メグルは肩をすくめて、またお茶を飲もうとした。
湯のみの中に、栗色のくせっ毛頭の少年の顔が映る。メグルは新しい自分の顔にすっかり慣れていた。引きかえに前世の自分の姿は、もうすっかり忘れていた。
「今日、トモル……。息子に会ったんだ」
メグルがぽつりと呟く。
「ん? あぁ、前世のときの息子か。トモルっていうの?」
モグラが仰向けに寝たまま片目をあけて、ちろりとメグルを見た。
「それが……、ぼくは前世のことをほとんど覚えていないんだ……。息子がいたことも、今日、息子の顔を見てようやく思い出した。いや、つい数日前までは覚えていたはずなんだ。でも、気を抜くと日に日に忘れていってしまう……」
モグラはむくっと起き上がると、着ていた作業服を脱ぎだした。
「そら仕方ないね。死んで煉獄に戻ったとたん、生前の出来事は夢幻のように感じるだろ? お前さん、一週間前にどんな夢を見たか覚えているかね?」
「夢……なんか見たかな?」
「ほらな? 誰でも夢は見てんのさ。でも起きた瞬間に忘れちまう。もし覚えていたとしても、朝飯を喰ってる頃には忘れちまってる。そんなもんさ」
モグラは作業服をハンガーに掛けると、となりのハンガーに掛かっている、いつもの黒いぼろぼろのスーツを手に取った。

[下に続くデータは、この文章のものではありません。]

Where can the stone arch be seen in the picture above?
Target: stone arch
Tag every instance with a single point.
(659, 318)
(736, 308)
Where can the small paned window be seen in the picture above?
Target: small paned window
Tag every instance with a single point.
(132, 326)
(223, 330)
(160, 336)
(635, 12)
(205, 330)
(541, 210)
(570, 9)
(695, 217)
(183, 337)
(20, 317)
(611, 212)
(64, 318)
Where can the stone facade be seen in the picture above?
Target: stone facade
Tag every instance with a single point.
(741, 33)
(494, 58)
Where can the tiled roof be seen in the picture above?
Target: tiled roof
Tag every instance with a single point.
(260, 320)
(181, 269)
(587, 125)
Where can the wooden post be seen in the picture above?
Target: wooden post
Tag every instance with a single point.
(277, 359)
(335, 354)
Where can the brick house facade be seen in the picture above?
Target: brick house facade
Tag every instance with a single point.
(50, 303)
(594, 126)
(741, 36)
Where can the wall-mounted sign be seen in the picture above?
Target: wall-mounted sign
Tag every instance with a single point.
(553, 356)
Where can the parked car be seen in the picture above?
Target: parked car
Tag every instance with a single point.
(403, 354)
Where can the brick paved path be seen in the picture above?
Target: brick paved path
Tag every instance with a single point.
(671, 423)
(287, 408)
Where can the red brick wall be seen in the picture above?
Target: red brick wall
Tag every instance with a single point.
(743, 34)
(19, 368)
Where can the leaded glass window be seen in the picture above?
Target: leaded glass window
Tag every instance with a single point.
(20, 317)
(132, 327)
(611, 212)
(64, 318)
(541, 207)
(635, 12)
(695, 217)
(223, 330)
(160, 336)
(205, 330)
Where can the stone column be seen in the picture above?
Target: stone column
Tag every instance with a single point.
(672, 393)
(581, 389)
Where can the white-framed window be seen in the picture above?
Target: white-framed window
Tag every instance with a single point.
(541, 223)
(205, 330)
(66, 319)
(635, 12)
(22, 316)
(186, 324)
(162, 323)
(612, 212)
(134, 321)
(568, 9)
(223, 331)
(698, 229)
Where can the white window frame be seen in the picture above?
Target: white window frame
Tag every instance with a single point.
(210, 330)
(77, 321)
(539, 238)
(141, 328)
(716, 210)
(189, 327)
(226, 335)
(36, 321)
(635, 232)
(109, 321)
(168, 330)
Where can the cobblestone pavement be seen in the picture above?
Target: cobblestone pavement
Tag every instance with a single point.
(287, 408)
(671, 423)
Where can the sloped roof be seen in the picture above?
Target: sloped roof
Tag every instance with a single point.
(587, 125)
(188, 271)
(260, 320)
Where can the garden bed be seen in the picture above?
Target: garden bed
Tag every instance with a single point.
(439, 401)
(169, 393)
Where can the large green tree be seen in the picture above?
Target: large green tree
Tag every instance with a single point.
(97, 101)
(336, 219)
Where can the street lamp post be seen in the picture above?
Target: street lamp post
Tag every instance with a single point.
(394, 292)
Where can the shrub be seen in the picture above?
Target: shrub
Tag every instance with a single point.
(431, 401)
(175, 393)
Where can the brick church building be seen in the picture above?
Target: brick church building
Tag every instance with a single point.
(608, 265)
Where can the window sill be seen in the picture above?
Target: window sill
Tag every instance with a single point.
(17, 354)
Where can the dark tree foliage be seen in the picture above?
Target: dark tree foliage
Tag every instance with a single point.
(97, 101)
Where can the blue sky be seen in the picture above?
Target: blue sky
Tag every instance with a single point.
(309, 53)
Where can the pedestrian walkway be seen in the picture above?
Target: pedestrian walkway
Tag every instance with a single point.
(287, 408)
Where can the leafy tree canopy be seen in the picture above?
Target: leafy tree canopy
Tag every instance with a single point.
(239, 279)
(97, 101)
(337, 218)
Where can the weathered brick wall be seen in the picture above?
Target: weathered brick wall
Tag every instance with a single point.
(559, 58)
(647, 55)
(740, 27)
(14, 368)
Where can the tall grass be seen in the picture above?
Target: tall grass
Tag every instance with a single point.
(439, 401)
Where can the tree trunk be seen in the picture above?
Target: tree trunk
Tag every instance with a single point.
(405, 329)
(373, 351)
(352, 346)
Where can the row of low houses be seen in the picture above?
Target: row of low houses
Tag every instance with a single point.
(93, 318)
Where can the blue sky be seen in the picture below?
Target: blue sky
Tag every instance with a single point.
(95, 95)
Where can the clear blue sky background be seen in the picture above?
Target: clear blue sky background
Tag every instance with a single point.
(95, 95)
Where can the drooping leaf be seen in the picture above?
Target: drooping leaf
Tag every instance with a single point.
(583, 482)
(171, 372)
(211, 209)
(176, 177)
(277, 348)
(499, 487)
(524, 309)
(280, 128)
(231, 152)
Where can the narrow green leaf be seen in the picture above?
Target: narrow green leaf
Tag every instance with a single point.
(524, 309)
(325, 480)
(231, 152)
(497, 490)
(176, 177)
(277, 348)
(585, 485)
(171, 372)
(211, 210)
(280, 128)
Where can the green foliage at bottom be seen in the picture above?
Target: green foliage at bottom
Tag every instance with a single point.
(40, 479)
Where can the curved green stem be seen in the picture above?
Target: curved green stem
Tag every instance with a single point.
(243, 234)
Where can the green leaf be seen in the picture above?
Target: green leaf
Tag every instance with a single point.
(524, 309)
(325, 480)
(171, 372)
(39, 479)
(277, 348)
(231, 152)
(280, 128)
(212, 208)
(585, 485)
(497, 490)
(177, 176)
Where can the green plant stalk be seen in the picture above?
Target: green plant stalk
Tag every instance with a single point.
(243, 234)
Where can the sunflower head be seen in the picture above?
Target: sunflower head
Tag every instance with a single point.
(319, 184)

「なんか薄情だな。この世に残された者は、いつまでも死んだ者のことを忘れられないというのに……」
メグルは申しわけない気持ちで肩を落とすと、座卓にあごをついて小さく息を吐いた。
「管理人は仕方ねぇのさ。守護霊をやらずに、こっちの世界に来ちまってるんだからな」
本来ならメグルも、次に転生するまでのあいだは煉獄で守護霊となり、残した家族の人生を見守るはずであった。だが管理人という仕事を引き受けてしまった以上、それはできない。
いまは他の者が引き続き守護霊となり、メグルが残した家族を見守ってくれているはずだ。

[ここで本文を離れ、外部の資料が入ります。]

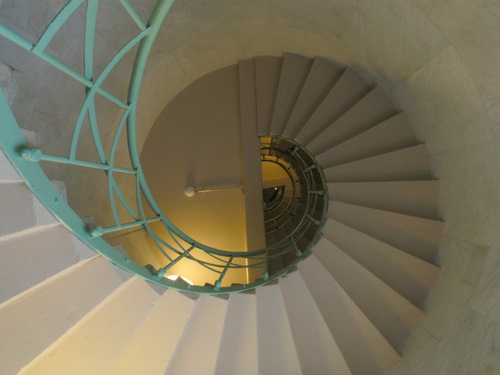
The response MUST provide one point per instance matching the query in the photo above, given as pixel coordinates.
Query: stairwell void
(417, 54)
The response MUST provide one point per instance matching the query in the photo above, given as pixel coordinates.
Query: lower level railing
(141, 217)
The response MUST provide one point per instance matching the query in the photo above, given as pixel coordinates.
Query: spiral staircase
(344, 309)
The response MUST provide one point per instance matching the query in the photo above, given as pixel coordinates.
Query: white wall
(438, 60)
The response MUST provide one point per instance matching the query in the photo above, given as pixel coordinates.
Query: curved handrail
(179, 245)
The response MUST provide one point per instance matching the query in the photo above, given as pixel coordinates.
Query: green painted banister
(177, 246)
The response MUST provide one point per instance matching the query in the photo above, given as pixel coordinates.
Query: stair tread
(248, 99)
(364, 348)
(277, 353)
(156, 340)
(293, 75)
(238, 348)
(417, 198)
(62, 301)
(346, 92)
(415, 235)
(251, 164)
(33, 255)
(410, 276)
(390, 135)
(321, 78)
(411, 163)
(371, 110)
(201, 336)
(392, 314)
(267, 74)
(317, 350)
(92, 345)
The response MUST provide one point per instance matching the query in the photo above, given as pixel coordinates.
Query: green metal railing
(146, 215)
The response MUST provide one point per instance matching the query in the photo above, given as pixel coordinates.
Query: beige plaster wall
(439, 61)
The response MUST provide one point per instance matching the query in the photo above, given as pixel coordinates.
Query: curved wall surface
(438, 60)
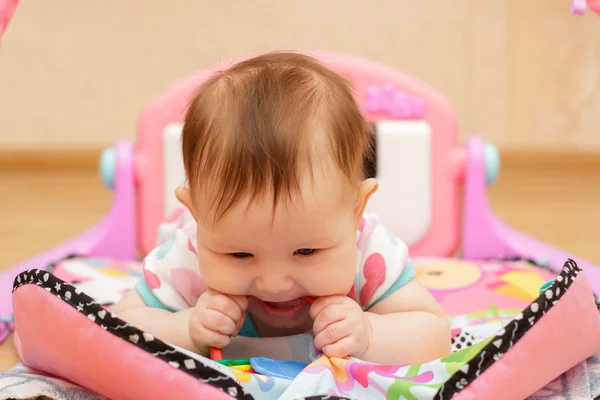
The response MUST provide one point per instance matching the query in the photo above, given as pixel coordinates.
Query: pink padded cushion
(553, 334)
(56, 338)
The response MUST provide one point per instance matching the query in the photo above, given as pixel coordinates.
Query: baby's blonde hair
(248, 130)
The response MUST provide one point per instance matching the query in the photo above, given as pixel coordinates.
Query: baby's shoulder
(373, 235)
(179, 220)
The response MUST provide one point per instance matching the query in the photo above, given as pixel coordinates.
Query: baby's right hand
(216, 318)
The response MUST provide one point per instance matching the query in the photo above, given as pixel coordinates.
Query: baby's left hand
(340, 326)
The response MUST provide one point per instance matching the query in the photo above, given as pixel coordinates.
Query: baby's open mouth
(283, 308)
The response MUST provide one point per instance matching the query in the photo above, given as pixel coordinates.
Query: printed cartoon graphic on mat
(503, 285)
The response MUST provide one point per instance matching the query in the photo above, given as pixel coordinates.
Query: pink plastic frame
(485, 236)
(169, 107)
(115, 236)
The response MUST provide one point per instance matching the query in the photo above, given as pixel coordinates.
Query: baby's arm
(170, 327)
(408, 327)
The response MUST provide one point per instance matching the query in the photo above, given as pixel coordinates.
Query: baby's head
(274, 151)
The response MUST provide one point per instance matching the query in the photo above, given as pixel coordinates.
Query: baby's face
(307, 248)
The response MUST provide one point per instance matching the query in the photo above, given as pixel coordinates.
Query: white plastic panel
(403, 170)
(403, 200)
(174, 174)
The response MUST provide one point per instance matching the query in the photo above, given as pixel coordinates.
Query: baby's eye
(305, 252)
(241, 255)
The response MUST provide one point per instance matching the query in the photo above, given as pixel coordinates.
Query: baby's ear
(365, 191)
(184, 196)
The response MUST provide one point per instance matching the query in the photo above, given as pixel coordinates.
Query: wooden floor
(38, 210)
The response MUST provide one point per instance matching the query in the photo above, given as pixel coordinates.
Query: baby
(274, 150)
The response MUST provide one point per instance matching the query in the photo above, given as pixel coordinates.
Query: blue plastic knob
(108, 166)
(492, 163)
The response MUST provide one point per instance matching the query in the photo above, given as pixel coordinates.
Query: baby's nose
(274, 283)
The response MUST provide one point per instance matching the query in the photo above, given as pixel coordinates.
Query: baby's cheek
(335, 277)
(221, 276)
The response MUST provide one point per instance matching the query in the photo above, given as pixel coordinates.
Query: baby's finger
(225, 305)
(239, 324)
(241, 301)
(332, 333)
(328, 316)
(342, 348)
(217, 321)
(210, 338)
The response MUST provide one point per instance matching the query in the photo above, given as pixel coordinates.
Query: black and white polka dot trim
(510, 335)
(143, 340)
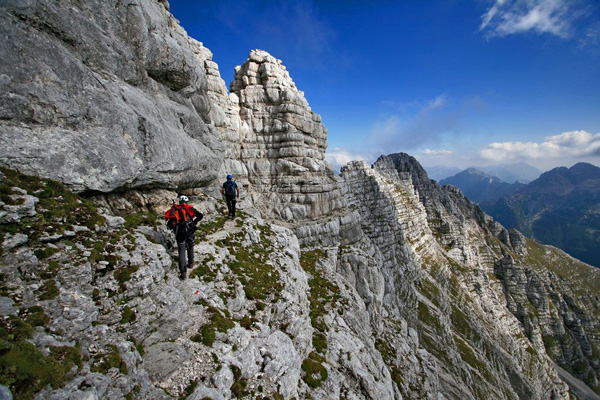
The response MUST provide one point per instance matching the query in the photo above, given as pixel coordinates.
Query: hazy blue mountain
(561, 208)
(440, 172)
(511, 173)
(479, 186)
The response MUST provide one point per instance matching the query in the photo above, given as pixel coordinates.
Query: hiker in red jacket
(183, 218)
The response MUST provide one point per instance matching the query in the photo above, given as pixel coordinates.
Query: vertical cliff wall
(376, 283)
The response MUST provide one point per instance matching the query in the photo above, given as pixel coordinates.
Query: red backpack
(179, 217)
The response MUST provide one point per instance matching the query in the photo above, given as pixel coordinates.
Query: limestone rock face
(282, 143)
(104, 96)
(374, 284)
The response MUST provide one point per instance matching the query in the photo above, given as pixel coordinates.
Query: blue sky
(451, 82)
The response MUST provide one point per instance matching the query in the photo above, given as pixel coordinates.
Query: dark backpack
(230, 188)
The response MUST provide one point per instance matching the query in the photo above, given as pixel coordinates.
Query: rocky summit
(373, 284)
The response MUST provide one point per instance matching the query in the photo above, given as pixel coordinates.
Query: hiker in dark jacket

「忘れちまいな。前世のお前さんと、いまのお前さんはまったくの無関係。そのトモルって息子にも、あんまり関わるじゃねえぜ」
そう言うとモグラは、すっかりぼろぼろのスーツに着替えて寝てしまった。
(そういえば、サヤカもそんなこと言ってたっけな……)
ふと、そんなことを思い出しながら、メグルも部屋の灯りを消して眠りについた。
*
廊下から硬い足音が聞こえた――。
そんな気がしてメグルは目を覚ました。
窓から差し込む月明かりが、部屋の中を青白く照らしている。メグルは廊下に面している校務員室の引き戸に視線を移した。
引き戸にはめ込まれた曇りガラスは黒いまま。廊下の灯りはついていない。
(気のせいか……)
そう思って目を閉じたとき、今度は、はっきりと廊下から足音が聞こえた。